In the Casas match, the doctor utilized the magical medical spray and Maximo pretty much dropped the selling. It was vaguely believable within the confines of CMLL, if not the greater whole of wrestling, and it didn't bother me too much. Here, past one or two bursts of adrenaline, he didn't drop the selling at all. It informed everything he did, either leaving him open to a cutoff, making him take too long to mount the ropes, or just adding a layer of struggle on top of whatever move he was successfully hitting (true even as he was locking in the half crab to win the segunda or RIGHT before his pop up power bomb to win the final fall). Everyone knew coming in he was going to win, but thanks to the level of detail he put into his performance, there was a real question of just how he was going to win.

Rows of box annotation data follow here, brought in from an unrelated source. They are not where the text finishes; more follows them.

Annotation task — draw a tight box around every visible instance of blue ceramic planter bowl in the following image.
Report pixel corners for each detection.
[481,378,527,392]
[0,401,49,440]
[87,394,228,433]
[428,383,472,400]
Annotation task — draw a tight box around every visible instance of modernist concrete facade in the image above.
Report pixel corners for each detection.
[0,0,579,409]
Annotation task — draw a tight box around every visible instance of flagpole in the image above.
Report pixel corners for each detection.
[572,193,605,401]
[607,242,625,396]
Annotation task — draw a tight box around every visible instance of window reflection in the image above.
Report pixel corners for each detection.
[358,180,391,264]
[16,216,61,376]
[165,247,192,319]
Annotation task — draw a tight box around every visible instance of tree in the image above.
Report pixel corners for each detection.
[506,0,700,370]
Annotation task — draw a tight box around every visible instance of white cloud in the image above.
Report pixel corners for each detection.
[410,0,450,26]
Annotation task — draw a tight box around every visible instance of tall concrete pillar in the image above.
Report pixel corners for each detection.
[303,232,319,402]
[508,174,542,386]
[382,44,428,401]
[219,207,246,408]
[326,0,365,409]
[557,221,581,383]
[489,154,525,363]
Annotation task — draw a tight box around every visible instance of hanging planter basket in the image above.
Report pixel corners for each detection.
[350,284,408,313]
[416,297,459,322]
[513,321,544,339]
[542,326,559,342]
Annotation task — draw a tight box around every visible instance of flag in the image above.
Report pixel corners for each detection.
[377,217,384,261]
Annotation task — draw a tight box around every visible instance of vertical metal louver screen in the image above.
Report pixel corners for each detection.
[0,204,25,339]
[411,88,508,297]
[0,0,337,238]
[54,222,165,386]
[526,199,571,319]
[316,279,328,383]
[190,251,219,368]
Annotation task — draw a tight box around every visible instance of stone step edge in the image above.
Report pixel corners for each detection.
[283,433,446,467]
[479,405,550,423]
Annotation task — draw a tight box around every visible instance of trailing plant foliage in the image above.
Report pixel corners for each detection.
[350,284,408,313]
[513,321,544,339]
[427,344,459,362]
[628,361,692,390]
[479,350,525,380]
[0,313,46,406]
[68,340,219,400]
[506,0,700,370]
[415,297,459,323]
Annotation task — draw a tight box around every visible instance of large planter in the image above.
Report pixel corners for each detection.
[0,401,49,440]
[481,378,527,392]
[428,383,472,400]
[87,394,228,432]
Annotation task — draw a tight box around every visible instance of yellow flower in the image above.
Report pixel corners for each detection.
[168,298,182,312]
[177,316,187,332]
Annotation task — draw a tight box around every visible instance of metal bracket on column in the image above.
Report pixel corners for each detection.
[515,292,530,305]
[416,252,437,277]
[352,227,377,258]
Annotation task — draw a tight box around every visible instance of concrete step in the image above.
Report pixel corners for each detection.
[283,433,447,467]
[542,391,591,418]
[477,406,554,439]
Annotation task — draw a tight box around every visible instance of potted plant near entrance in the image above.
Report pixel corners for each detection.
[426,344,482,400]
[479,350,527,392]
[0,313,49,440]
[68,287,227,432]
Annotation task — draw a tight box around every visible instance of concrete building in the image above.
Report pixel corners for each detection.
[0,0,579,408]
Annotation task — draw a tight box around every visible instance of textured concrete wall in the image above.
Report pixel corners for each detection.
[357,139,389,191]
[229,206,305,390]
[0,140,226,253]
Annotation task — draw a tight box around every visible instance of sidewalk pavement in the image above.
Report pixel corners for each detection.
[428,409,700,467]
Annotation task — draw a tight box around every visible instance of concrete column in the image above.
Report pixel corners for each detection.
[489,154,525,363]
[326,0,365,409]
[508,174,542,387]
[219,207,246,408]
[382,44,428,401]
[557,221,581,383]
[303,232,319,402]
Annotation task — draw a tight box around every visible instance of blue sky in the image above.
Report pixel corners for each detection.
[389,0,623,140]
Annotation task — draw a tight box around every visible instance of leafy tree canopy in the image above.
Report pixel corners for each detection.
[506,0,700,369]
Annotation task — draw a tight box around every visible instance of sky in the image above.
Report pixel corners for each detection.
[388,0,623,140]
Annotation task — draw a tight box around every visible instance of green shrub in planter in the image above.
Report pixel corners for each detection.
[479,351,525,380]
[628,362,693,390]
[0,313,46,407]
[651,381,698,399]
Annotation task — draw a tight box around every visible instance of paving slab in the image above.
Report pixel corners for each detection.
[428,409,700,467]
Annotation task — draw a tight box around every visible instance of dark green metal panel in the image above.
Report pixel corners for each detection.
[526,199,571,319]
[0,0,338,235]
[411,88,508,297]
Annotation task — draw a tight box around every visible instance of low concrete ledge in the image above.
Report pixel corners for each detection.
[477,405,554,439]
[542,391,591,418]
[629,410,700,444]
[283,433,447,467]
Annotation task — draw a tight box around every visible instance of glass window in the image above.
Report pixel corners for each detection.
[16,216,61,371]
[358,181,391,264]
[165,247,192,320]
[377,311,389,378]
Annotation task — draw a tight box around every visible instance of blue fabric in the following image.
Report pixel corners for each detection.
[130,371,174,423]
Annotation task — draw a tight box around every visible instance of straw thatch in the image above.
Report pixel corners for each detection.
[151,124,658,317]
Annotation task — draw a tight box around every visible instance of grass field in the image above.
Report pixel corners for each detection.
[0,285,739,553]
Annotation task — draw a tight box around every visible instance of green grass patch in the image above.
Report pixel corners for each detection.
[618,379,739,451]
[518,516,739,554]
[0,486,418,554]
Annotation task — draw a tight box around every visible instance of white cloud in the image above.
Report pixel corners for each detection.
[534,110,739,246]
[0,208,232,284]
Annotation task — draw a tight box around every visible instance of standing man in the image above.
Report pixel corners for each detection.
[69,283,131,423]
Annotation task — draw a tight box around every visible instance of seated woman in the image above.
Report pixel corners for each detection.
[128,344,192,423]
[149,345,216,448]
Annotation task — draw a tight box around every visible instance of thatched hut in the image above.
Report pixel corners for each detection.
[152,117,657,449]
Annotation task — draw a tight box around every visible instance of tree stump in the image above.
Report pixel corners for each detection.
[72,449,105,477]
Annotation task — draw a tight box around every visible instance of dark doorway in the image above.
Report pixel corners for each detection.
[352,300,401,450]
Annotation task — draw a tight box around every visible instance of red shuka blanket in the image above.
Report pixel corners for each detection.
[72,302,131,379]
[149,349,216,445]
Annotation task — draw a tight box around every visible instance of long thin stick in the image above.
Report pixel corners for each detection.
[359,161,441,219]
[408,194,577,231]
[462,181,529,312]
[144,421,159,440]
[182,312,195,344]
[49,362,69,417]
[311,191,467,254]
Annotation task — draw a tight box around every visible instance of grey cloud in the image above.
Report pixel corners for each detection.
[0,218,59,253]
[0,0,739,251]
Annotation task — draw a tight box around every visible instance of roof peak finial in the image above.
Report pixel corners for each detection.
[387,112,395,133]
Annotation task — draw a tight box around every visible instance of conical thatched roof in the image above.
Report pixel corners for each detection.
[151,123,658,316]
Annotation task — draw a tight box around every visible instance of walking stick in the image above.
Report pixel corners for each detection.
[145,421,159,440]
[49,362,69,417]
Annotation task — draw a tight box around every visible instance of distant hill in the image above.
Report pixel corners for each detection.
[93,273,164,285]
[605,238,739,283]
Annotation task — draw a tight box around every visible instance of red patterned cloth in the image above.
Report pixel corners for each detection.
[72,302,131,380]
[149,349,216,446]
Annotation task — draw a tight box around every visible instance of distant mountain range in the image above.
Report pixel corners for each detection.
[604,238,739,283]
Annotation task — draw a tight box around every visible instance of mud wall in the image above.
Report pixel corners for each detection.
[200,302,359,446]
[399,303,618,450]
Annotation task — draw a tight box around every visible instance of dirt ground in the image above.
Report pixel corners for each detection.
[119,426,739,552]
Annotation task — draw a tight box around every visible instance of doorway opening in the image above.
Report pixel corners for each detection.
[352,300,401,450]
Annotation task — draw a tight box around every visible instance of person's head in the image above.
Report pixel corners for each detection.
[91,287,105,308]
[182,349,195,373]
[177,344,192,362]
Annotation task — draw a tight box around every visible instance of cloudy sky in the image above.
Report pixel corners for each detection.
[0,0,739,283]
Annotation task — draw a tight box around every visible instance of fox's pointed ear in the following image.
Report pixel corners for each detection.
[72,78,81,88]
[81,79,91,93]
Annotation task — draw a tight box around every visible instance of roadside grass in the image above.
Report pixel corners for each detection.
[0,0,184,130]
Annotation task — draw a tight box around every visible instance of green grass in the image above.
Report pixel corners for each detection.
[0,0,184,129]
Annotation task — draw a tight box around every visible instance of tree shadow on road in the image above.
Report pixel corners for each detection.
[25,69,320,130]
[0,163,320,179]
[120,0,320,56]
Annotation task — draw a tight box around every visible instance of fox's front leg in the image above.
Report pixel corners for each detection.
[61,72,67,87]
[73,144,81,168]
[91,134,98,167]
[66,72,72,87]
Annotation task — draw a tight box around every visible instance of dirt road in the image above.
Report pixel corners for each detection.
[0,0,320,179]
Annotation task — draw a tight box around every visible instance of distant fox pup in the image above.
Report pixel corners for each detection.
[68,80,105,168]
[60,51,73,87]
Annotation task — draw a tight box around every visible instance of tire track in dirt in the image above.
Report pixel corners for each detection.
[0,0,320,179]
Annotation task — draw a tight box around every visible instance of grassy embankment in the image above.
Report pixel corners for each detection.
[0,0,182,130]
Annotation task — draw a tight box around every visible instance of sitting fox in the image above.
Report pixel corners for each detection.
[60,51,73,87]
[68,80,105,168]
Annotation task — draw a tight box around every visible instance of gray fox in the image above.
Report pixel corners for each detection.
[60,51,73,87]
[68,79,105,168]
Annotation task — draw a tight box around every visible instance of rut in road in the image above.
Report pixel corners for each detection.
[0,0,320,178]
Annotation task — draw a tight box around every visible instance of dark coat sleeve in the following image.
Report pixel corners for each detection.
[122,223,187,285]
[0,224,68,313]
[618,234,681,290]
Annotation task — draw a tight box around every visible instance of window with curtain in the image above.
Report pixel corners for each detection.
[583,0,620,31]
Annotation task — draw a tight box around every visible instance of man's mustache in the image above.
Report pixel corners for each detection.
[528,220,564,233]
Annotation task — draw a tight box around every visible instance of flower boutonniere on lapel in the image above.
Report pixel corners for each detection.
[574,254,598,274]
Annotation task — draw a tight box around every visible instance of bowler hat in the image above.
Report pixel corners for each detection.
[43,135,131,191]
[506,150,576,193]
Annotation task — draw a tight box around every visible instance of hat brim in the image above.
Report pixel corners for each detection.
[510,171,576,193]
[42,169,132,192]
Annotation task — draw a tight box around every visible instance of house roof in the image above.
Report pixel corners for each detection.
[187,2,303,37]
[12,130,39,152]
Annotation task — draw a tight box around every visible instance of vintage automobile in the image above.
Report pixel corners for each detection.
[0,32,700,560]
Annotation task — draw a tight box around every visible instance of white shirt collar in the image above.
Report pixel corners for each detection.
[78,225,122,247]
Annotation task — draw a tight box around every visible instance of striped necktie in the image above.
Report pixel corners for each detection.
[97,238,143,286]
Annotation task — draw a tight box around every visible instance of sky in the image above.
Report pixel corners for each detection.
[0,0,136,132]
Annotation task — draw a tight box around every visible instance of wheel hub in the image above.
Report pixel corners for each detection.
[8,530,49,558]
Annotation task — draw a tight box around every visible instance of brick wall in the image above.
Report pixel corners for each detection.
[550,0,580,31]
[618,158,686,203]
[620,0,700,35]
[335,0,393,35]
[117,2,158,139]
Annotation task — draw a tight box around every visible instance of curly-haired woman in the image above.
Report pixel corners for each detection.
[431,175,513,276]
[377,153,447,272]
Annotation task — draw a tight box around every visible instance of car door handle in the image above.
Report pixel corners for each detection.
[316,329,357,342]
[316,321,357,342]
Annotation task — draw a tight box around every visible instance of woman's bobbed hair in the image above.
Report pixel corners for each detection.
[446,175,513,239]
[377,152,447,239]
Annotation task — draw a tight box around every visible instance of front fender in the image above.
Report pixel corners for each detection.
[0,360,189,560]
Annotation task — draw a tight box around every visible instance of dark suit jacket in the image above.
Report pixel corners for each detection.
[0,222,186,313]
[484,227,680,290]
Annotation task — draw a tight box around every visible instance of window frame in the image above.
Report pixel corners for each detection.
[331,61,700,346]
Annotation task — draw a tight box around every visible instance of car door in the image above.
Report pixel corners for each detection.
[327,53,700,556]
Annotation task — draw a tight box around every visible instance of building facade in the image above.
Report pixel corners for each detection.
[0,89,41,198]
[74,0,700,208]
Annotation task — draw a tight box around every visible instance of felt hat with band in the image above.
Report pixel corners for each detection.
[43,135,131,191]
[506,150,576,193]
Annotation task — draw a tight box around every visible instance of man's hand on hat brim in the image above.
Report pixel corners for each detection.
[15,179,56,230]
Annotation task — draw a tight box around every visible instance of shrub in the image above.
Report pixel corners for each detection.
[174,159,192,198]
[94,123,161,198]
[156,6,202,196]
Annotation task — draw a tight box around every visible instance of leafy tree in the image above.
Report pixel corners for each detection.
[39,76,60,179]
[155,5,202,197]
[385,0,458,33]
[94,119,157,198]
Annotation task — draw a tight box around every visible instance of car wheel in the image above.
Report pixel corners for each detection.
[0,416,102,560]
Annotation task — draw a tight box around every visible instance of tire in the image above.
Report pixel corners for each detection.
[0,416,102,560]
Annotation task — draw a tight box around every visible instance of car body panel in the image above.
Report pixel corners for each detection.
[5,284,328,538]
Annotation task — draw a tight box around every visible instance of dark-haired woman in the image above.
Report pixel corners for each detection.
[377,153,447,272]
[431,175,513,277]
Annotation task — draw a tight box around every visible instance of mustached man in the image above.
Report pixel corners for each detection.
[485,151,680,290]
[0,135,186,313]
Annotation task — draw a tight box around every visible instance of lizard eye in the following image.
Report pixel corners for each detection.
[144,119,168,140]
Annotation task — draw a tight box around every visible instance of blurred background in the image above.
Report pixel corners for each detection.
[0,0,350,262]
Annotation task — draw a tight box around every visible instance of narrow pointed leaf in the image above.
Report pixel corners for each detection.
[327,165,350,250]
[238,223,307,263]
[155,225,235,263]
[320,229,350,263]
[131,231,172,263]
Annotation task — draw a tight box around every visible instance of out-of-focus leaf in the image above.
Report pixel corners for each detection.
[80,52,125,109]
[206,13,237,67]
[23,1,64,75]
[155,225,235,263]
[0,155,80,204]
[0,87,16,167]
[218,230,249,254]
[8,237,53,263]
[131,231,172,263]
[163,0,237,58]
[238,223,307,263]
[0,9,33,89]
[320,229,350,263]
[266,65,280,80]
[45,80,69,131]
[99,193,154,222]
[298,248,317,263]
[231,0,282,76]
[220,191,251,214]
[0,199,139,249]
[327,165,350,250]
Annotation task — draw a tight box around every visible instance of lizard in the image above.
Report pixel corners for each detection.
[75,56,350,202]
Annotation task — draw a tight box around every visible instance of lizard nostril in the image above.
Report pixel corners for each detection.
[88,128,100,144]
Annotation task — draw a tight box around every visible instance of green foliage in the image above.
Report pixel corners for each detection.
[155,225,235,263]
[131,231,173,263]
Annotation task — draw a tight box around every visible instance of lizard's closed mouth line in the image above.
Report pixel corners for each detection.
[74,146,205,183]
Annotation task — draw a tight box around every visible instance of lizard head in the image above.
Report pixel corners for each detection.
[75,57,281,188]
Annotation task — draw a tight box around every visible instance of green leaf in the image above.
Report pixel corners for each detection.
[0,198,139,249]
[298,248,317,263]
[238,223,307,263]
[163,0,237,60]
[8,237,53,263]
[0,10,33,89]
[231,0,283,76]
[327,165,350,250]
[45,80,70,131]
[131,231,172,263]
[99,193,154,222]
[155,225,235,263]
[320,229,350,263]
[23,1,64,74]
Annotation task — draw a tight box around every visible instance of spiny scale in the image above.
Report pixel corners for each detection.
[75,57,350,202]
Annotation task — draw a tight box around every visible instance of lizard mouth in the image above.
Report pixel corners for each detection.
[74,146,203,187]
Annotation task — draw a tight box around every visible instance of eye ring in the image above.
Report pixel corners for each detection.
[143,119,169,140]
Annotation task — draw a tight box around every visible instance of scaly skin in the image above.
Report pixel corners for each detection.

The finish had some BS, sure, but I'm more okay with that than a lot of people, so long as it's well done bs. CMLL is pretty good at being self-aware of it, adding an extra layer. This was absolutely the right sort of match to work in this moment, on this card. Maximo is one of the few tecnicos that is actually over as a tecnico. He garnered a ton of sympathy here in front of a crowd that desperately wanted to get behind him. While he's good and hits his stuff smoothly, there was no way he could match the spot-heavy Dragon Lee matches, so they had to go a different route, one that also wouldn't be utilized by Casas vs Parka later on. This was really the way to go and, to me, it showed the power of full commitment. Maximo was careful to only drop the selling once or twice and when he did, he made sure to sell immediately after hitting his move. It led to a level of immersion that you rarely get in this specific way in these matches and that helped to create a different, but maybe equally compelling, sort of match than the Dragon Lee vs Kamaitachi series or the Atlantis vs Sombra match.